Doing this will also help you work out a budget. It is only by understanding your expenses that you will know how much you have to go towards your debts. You also need to look at what the terms and conditions are on your cards or loans eg interest rates, minimum payments, fees and charges etc. Once you have this all sorted you can work out your plan.
Try using the debt snowball plan
Often people get very discouraged trying to reduce their debt, finding that no matter how hard they try their debt seems to stay or keep growing.
Most financial advisers will tell you to pay off your highest debt first and move down to the lowest. Try the opposite using the Debt Snowball Plan. This method has been proposed by financial author Dave Ramsay and is focused on our behaviour rather than the debt.
By paying off your lowest balance quickly first you can see quick wins, prompting you to keep going.
Not a method for everyone, but may help get you going. Read my previous article on how to make a debt snowball plan.
Talk to the credit card company
Whilst some of the banks will not budge on changing your credit card fees and interest rates some will if you explain your situation. This may involve waiving annual fees or other late payment charges or it may include working out a repayment plan with you.
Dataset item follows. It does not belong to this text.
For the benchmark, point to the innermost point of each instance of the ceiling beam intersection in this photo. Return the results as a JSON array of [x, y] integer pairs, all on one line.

Banks all have policies regarding financial hardship-all you have to do is ask.
Start sacrificing money
I don’t care if you don’t want to go without your morning double mocha frappuccino. If you are not willing to make some sacrifices to get rid of the debt you made you aren’t going to get anywhere.
Pick 2-3 things you can start going without whether this is the coffee, takeaway, magazines, Foxtel etc. Just changing a few small things could give you a few extra thousand dollars to whack straight on the debt.
Work out where you can get better deals
Start investigating and shopping around where you can get better deals. This goes for general shopping but in particular look at your insurances, gas and electricity, phone and internet.
Most places now days are competing for business so will often give you a better deal than what you have. Once you have done this, take all the extra cash you saved and dump it straight onto your debt.
Find extra money
You may laugh at this one but if you are in dire straits you may have to start thinking about where you can pick up some extra cash. Whether this is selling un-used items on eBay, picking up some weekend work or even going on craigslist to find some random but extra jobs, the more effort you put in now to reduce that clock the better.